Atomuhren auf der Basis atomarer Quantenzustände dienen bereits seit Jahrzehnten als Zeitreferenz für Präzisionsmessungen und sind heute auch allen, die dank Navi zum Ziel finden, eine große Hilfe im Alltag. Die Metrolog*innen um Simon Stellmer entwickeln neue Höhenreferenzsysteme, die ans Gravitationsfeld der Erde gekoppelt sind und über ganz Europa hinweg eine Ungenauigkeit von nur wenigen Zentimetern haben.
Das ist für Klimawissenschaftler*innen von hoher Relevanz: Die Geräte sollen zukünftig beispielsweise die Massen von Eisschilden und Gletschern oder die Veränderung des Meeresspiegels und von Ozeanströmungen genauer bestimmen und sichtbar machen, um die Mechanismen des globalen Klimasystems besser zu verstehen. „Wir wollen quantifizieren, was die Auswirkungen des Klimawandels sind und wie sich beispielsweise Grundwasser und Meeresspiegel verändern, um eines Tages wichtige Trends genauer zu bewerten und mögliche Folgen vorhersagen zu können“, sagt Simon Stellmer.

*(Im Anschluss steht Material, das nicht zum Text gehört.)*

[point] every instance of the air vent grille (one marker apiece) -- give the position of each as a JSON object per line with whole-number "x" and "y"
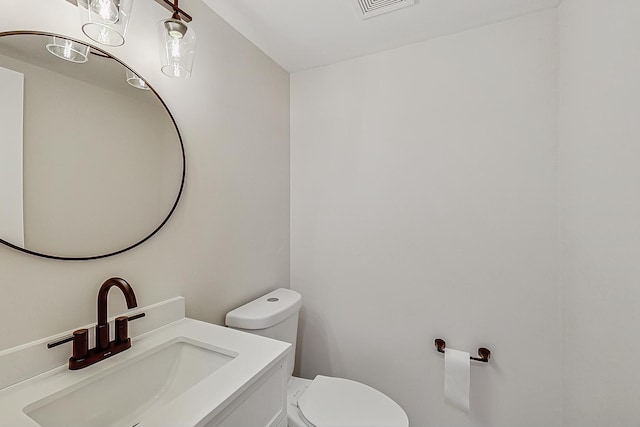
{"x": 370, "y": 8}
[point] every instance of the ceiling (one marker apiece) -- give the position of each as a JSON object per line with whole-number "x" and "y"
{"x": 302, "y": 34}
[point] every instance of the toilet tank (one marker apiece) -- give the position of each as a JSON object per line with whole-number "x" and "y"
{"x": 274, "y": 315}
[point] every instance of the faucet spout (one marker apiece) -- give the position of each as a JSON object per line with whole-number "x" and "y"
{"x": 126, "y": 289}
{"x": 102, "y": 328}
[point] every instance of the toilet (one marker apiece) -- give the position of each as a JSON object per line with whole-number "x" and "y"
{"x": 323, "y": 401}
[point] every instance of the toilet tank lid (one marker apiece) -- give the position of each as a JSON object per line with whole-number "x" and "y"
{"x": 266, "y": 311}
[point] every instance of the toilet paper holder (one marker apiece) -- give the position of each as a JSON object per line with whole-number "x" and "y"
{"x": 483, "y": 353}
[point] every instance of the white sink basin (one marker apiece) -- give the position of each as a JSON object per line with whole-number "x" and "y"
{"x": 187, "y": 373}
{"x": 134, "y": 388}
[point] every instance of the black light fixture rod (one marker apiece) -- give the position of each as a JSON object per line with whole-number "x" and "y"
{"x": 166, "y": 3}
{"x": 173, "y": 7}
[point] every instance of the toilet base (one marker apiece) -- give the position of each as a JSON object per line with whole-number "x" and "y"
{"x": 295, "y": 388}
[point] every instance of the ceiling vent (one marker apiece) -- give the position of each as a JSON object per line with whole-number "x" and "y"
{"x": 369, "y": 8}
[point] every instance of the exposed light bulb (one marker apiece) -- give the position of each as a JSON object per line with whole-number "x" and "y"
{"x": 173, "y": 48}
{"x": 108, "y": 10}
{"x": 67, "y": 49}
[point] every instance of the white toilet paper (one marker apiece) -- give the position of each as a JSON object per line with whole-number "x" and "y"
{"x": 457, "y": 378}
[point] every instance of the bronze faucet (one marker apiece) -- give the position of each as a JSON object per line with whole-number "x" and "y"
{"x": 82, "y": 355}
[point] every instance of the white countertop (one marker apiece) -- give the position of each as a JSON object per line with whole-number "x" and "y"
{"x": 253, "y": 355}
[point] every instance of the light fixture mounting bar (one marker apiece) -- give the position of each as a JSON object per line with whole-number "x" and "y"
{"x": 174, "y": 8}
{"x": 166, "y": 3}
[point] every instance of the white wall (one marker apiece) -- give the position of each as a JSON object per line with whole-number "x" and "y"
{"x": 11, "y": 107}
{"x": 600, "y": 205}
{"x": 228, "y": 241}
{"x": 424, "y": 205}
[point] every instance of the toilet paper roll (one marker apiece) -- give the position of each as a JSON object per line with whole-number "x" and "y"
{"x": 457, "y": 378}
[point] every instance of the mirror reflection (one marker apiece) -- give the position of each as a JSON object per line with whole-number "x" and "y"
{"x": 91, "y": 162}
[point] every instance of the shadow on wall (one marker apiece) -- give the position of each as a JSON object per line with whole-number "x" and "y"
{"x": 311, "y": 325}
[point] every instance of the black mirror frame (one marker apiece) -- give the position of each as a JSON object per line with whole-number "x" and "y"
{"x": 184, "y": 161}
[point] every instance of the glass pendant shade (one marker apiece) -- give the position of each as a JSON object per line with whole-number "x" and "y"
{"x": 68, "y": 50}
{"x": 105, "y": 21}
{"x": 136, "y": 81}
{"x": 177, "y": 44}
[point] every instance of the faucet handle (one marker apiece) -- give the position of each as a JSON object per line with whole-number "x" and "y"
{"x": 122, "y": 329}
{"x": 80, "y": 344}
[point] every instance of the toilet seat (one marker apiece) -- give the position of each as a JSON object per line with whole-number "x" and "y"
{"x": 338, "y": 402}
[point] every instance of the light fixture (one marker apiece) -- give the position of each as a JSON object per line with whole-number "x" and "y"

Bei der Entwicklung von Atomuhren machen sich Metrolog*innen ausgerechnet jene Fragilität von Quantenzuständen und -systemen zunutze, die bei der Entwicklung von Quantencomputern so große Probleme bereitet. Denn Fragilität gegenüber äußeren Einflüssen bedeutet nichts anderes als hohe technische Messempfindlichkeit, weshalb sich mit modernen Quantensystemen physikalische Größen wie Druck und Temperatur, Zeit und Geschwindigkeit, elektrische und magnetische Felder, die Position oder die Gravitation extrem präzise messen lassen.
Experimentalphysiker Artur Zrenner kann zahlreiche weitere Beispiele nennen, die zeigen, welche Fortschritte sich Fachbereiche wie Physik, Informatik oder Ingenieurswesen in den kommenden Jahren und Jahrzehnten von Quantentechnologien der zweiten Generation erhoffen. „In vielen Forschungsbereichen sind Quantentechnologien ein wunderbares Werkzeug“, sagt er. Die höchstgenauen Atomuhren und Quantensensoren ließen nicht nur in der Erd- und Bodenerkundung auf große Durchbrüche hoffen, sondern auch in der medizinischen Diagnostik. So könnten mit Hilfe verbesserter Magnetfeldsensoren Gehirnaktivitäten zukünftig viel präziser gemessen werden, als das bislang der Fall ist. Ein genaueres Verständnis und eine frühzeitigere Diagnose von Krankheiten wie Alzheimer, so das große Versprechen, könnten die Folge sein. Hier sei mit ersten Anwendungen schon in fünf bis zehn Jahren zu rechnen, schätzt Zrenner. Und in der Biomedizin setzten Forschende auf deutlich verbesserte Bildgebungsverfahren, die für Patient*innen zugleich mit erheblich schonenden Eingriffen verbunden wären.